Östlund estructura la película en cinco partes, ya que la trama se desarrolla durante los cinco días que dura la estancia de la familia en los Alpes. Cinco días que se indican con sus correspondientes intertítulos, enfatizados cada uno de ellos por el tercer movimiento del Concierto nº 2, “El verano”, de Antonio Vivaldi, aunque con el arreglo para acordeón que ha llevado a cabo Pavel Fenyuk, y cuya sonoridad produce una mayor incertidumbre. Algo en lo que juega un papel predominante las atmósferas, que en ocasiones pueden traer reminiscencias de El resplandor (The Shining, Stanley Kubrick, 1980), desde los largos y solitarios pasillos del hotel hasta los propios paisajes nevados. Ambientes enfatizados por los sonidos de las explosiones de los cañones situados en lo alto de las laderas para prevenir aludes. Una incertidumbre a la que también contribuye, no sólo los escenarios, sino la inquietante presencia de un personaje como el empleado de limpieza del hotel que observa en silencio y desde la distancia las discusiones del matrimonio que tienen lugar en el pasillo para que sus hijos, que se hallan en la habitación, no se enteren del conflicto.

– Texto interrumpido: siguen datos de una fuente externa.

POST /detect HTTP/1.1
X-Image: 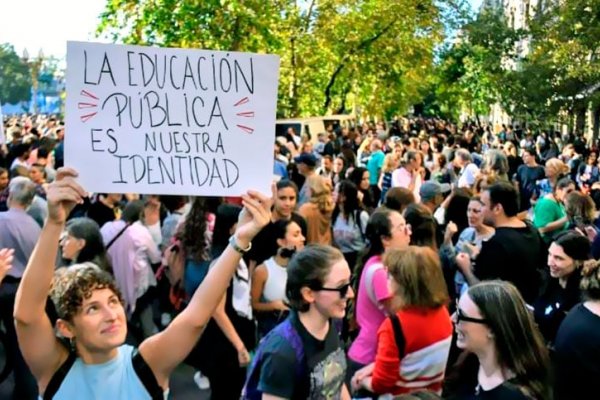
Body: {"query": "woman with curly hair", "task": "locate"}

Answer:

Pero al mismo tiempo Östlund traza la ruptura de la aparente armonía familiar a través de una serie de tenues recursos visuales que van poco a poco in crescendo, como esa sucesión de imágenes del matrimonio y sus hijos ante el espejo del cuarto de baño a lo largo del metraje y que marca el final del día. Si bien la primera muestra a los cuatro lavándose los dientes ante el espejo, en las sucesivas aparecerá solo el matrimonio hasta que en la última de ellas, es el padre quien se cepilla la boca mientras su mujer, algo más alejada, se pone un camisón. Como también esa imagen que recoge el reflejo difuso de la pareja en un momento álgido del conflicto. Como ese otro momento en que el marido confiesa en voz alta que «Soy una víctima de mis propios instintos». Porque al fin y al cabo, como expresó JeanPaul Sartre «el hombre no es otra cosa que lo que él se hace»[3].

Carlos Tejeda
·  Artículo publicado en el suplemento cultural It’s Playtime [28 de febrero, 2015]

Notas:
[1] CAMUS. Albert, El mito de Sísifo, Alianza Editorial, 2006, pág. 16
[2] CAMUS. Albert, op. cit., pág. 18.
[3] SARTRE, Jean-Paul. El existencismo es un humanismo, Edhasa, 2007, Pág. 31.